There is a statistically significant positive relation between bank FDI and IRD that indicates that bank FDI gain good returns on their investment in India and hence they have advantage of internationalization of banks in India (H3b). However, the result of net domestic savings indicates that bank FDI does not admire huge savings among Indians. Indians deposit their savings in domestic banks rather than in foreign banks due to better availability of bank branches or having more faith in the regional banks, which might discourage foreign banks to target domestic savings (H3c). Moreover, foreign banks are present mostly in metropolitan and urban areas due to restrictions in opening of branches only in the Tier V and Tier VI cities in India (Kim, 2010). The growth in the economy in terms of GNP per capita does attract bank FDI in India (H3d). This result is consistent with that of Song (2009) in case of China, whereas it is in conflict with the results of the study by Goldberg and Johnson (1990) for US banks. Growth in economy does pull foreign investment in Indian banking sector. Thus, the overall locational advantages to attract bank FDI are partially sensed. However, it shows that India is a locational choice for foreign banks to earn profits. So, we accept the hypothesis for locational advantage (H3).
However, we find negative relation between crisis and bank FDI (so we reject H4). Thus, it is not clear if bank FDI enter to buy Indian banking assets at reasonable rates during periods of crisis. It is also believed that 2008–2010 was a period of global financial crisis that affected all countries.
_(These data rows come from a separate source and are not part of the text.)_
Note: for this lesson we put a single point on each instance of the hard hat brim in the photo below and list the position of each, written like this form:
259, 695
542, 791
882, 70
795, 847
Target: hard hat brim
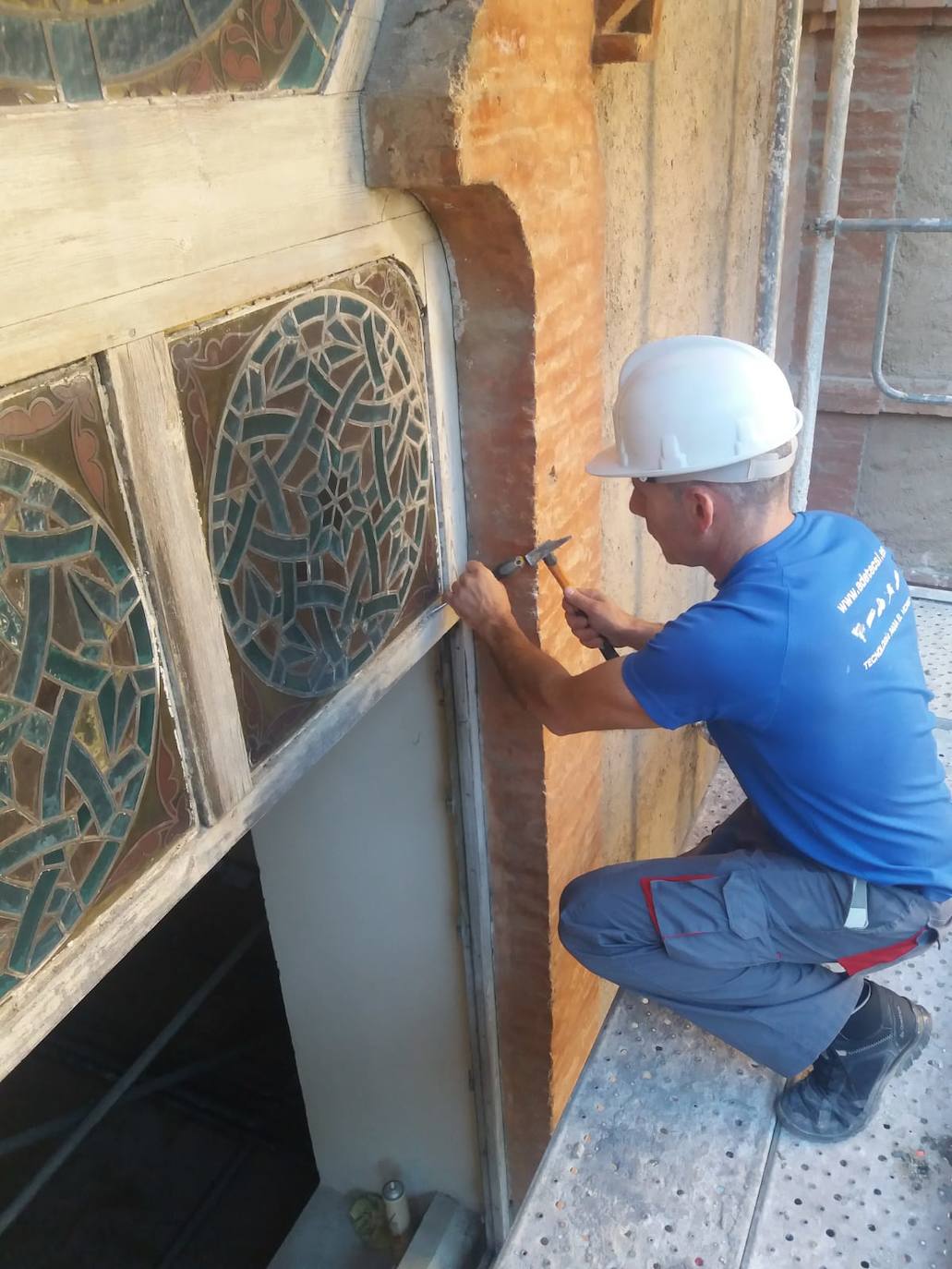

This could be a reason of reduced investment during those years. There are, however, examples when bank FDI entered during periods of regional crisis, for example, in Thailand during the Asian financial crisis of 1997 (Clarke, 2008). However, we could not study the period of Asian financial crisis due to lack of availability of data.
Conclusion
The focus of the study was to determine the causes influencing bank FDI in India. The study adopts two hypotheses from empirical literature and theories, namely, ‘follow your client’ and ‘locational advantages’ as the possible determinants of bank FDI in India. Considering country-wise bank FDI data available from 2001, a panel dataset was constructed and analyzed through dynamic panel data model. The study tested the said hypotheses in the Indian context and found that bank FDI does follow the general FDI in India. The study did not find periods of crisis as a determinant of bank FDI in India. However, domestic advantages for foreign investments are partially responsible to draw bank FDI into India. India’s high economic growth and high returns on investment are the determinants for bank FDI inflow. However, lack of competition in the Indian banking sector and high savings among Indians has not attracted bank FDI or foreign banks. The cap on foreign investment in Indian banking sector and restricted entry of foreign banks could be the hindrances for further entry in the less competitive Indian banking sector. We suggest to increase bank sectoral cap for investment and to allow setting up of more branches of foreign banks in India.